Support Questions
Find answers, ask questions, and share your expertise

indexing doc from HDFS in Solr

Super Collaborator

Hi:

When you index file from HDFS into Solr, those files are stored into local FS like /use/local/de??? or indexing directly from HDFS, i mean if we will double copy of files HDFS and LOCAL FYLESYSTEM

4 REPLIES 4

Super Collaborator

If you configured Solr to use HDFS, it will not write to the local FS. Since it's not on the local FS, you will not get the advantage of OS file caching. Therefore you need to configure Solr to use off-heap cache instead of the OS using cache. If you are doing frequent updates, HDFS may not be the best solution for your Solr files because files change frequently and you need to do a lot of file IO. You can find details here:

https://cwiki.apache.org/confluence/display/solr/Running+Solr+on+HDFS

Super Collaborator

@Roberto Sancho did this answer your question?

Super Collaborator

Ok, thanks, the idea is not use local Files, just indexing directly from hdfs

I will update every batch day at the moment

Super Collaborator

That should work ok then.
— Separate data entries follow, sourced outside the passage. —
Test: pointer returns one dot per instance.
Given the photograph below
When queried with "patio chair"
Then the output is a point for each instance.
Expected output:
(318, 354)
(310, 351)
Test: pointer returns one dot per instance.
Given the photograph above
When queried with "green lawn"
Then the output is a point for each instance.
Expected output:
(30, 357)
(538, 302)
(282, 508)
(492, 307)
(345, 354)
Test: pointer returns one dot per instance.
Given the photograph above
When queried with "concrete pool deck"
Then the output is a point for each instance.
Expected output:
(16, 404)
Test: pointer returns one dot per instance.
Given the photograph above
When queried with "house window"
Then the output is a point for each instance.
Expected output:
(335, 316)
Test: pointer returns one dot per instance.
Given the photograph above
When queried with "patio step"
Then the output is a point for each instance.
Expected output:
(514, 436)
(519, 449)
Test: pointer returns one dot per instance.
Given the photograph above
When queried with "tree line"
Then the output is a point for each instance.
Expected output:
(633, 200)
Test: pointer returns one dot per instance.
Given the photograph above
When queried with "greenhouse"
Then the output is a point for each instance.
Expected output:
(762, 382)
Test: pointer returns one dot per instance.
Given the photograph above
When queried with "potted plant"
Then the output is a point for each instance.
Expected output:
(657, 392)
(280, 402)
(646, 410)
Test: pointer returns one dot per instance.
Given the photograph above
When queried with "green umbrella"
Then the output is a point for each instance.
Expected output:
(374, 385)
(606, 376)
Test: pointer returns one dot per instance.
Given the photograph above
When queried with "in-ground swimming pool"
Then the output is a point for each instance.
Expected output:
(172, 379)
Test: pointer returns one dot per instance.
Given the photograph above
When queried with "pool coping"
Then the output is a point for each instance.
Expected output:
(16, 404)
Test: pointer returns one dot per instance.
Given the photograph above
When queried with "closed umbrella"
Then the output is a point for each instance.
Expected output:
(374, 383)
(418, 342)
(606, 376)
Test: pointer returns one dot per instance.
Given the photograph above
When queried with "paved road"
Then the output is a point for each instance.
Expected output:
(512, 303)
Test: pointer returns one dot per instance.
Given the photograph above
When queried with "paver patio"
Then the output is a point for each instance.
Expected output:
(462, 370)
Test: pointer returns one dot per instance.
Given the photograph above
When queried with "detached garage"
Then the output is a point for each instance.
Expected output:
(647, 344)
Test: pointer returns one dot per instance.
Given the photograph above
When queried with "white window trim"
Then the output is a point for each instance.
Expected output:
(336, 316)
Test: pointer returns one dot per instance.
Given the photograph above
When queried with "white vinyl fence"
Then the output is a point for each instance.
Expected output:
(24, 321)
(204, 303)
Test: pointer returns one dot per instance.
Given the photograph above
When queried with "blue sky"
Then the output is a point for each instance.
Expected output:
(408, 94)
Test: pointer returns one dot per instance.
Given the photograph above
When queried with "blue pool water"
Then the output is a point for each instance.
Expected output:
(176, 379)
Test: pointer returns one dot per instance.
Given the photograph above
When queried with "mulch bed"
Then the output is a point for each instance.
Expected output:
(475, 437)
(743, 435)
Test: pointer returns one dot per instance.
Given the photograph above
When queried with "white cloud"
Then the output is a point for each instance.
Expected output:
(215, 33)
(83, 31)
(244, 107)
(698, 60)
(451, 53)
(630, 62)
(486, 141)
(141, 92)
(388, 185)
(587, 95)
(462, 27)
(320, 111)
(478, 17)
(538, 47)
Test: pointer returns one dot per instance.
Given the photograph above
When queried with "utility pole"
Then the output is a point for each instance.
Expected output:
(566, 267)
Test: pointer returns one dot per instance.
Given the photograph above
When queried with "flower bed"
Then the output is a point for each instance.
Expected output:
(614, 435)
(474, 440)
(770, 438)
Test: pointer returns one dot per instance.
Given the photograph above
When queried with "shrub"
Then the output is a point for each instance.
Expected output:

If you issue a commit with openSearcher=true only after adding all of your documents you'll have best results. Normally you want Solr to do commits (via the solrconfig.xml) rather than your client. Also you want to do it as infrequently as your use case can tolerate for best performance since there is overhead in creating new searchers and warming the caches. And, if using HDFS, you'll have to pull data across the network to your Solr nodes. Good luck. Please update me on how it's working out on HDFS.